7. Mr. Sanjanwala, learned Advocate for the petitioner pointed out from the copy of the petition filed before the Apex Court at page No. 7 which reads as under:

However, the Competent Authority, Ahmedabad, erroneously applied the provisions of the said SAFEMA Act in respect of the property belonging to the deceased husband of the petitioner Shri Makanbhai Naranbhai Tandel. As a result, the Competent Authority ilk-gully forfeited the property bearing No. 8-323 situated at Parkota Sheri. Nani Daman, in February 1987. and as a result thereof, the Competent Authority directed the fourth respondent, i.e., the Mamlatdar of Daman to recover an amount of Rs. 40.200 – at the rate of Rs. 1,675/- per month for the period from 6-2-1987 to 6-2-1989 in respect of the illegally forfeited property of the petitioner’s husband No. 8-323 situated at Parkota Sheri, Nani Daman.

(Produced verbatim)

8. Mr.

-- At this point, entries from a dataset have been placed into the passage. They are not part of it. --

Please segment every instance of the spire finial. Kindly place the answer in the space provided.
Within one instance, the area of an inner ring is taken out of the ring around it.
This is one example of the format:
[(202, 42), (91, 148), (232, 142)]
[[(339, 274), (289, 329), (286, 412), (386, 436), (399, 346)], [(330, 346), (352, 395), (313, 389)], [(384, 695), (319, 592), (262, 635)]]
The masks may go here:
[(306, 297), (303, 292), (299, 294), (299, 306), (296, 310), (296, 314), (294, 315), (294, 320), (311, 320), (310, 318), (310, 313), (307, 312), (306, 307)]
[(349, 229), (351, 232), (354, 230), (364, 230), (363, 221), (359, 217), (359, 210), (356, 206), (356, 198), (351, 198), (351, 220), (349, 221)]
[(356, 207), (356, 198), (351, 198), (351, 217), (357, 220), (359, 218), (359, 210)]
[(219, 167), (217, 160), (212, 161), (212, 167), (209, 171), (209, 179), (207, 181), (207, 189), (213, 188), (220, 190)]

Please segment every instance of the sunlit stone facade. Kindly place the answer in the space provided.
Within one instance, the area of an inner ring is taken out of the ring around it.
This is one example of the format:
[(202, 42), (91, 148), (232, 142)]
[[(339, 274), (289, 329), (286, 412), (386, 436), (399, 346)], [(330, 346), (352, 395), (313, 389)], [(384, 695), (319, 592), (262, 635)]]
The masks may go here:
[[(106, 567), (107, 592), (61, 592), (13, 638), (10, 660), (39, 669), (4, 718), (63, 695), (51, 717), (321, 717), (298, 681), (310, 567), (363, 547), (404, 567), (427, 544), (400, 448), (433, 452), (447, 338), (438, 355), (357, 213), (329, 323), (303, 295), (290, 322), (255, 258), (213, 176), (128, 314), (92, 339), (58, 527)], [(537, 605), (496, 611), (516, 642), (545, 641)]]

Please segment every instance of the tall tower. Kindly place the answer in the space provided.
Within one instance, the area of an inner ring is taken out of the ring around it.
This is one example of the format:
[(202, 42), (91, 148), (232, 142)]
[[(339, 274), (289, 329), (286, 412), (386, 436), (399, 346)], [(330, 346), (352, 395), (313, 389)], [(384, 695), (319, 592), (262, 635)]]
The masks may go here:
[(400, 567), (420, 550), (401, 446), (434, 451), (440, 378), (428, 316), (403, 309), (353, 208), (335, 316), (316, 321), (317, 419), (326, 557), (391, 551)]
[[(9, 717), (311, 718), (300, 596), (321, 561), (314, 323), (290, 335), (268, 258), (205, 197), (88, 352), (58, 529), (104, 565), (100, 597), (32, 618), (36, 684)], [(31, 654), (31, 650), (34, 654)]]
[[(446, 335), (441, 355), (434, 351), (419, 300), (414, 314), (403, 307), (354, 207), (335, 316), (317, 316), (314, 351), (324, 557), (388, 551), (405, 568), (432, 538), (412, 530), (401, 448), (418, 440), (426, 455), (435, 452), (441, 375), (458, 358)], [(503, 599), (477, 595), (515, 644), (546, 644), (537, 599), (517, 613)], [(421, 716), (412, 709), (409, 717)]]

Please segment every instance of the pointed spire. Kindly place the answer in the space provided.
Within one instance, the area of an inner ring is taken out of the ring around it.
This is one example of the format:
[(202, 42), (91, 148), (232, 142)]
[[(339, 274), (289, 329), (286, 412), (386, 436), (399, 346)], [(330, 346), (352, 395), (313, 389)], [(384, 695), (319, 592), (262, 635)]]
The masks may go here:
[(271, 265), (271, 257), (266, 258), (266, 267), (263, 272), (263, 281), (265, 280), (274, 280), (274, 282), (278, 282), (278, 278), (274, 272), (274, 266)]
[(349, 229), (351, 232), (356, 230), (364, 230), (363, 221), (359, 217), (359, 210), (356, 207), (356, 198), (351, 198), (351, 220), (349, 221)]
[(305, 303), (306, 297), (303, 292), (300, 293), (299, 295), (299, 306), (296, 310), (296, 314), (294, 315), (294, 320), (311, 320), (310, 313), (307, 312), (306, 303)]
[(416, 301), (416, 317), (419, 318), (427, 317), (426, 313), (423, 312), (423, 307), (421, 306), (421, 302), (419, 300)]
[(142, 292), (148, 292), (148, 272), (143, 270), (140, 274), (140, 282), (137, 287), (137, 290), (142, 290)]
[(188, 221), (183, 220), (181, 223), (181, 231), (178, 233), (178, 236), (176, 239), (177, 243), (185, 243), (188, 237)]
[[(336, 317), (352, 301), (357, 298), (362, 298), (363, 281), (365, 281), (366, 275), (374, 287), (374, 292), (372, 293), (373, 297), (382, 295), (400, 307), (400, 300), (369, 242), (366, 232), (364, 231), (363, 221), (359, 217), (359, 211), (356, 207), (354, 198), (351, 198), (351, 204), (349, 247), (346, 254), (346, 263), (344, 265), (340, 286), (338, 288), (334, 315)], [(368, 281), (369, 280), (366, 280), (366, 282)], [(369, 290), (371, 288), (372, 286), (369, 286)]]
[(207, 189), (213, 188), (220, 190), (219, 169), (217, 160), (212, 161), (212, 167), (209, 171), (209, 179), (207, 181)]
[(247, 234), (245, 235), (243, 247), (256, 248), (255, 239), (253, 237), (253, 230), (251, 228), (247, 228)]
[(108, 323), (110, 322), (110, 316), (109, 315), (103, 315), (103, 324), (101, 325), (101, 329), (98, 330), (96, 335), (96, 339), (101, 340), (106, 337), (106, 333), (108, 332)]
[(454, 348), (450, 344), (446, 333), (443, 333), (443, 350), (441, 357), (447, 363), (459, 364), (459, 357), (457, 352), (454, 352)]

Sanjanwala pointed out that it is very clear from the averments that there is an order passed by the Competent Authority at Ahmedabad in February 1987. It is required to be noted that the impugned order is passed by the Competent Authority, Bombay. In view of clear picture, we fail to understand how learned Advocate for opponent stated that the order is the same. We find no merits in contention raised by the learned Advocate for opponent that parallel proceedings have been initiated.

In the result, application is allowed. Impugned orders Annexures-“B” and “C” are quashed. Rule made absolute with costs.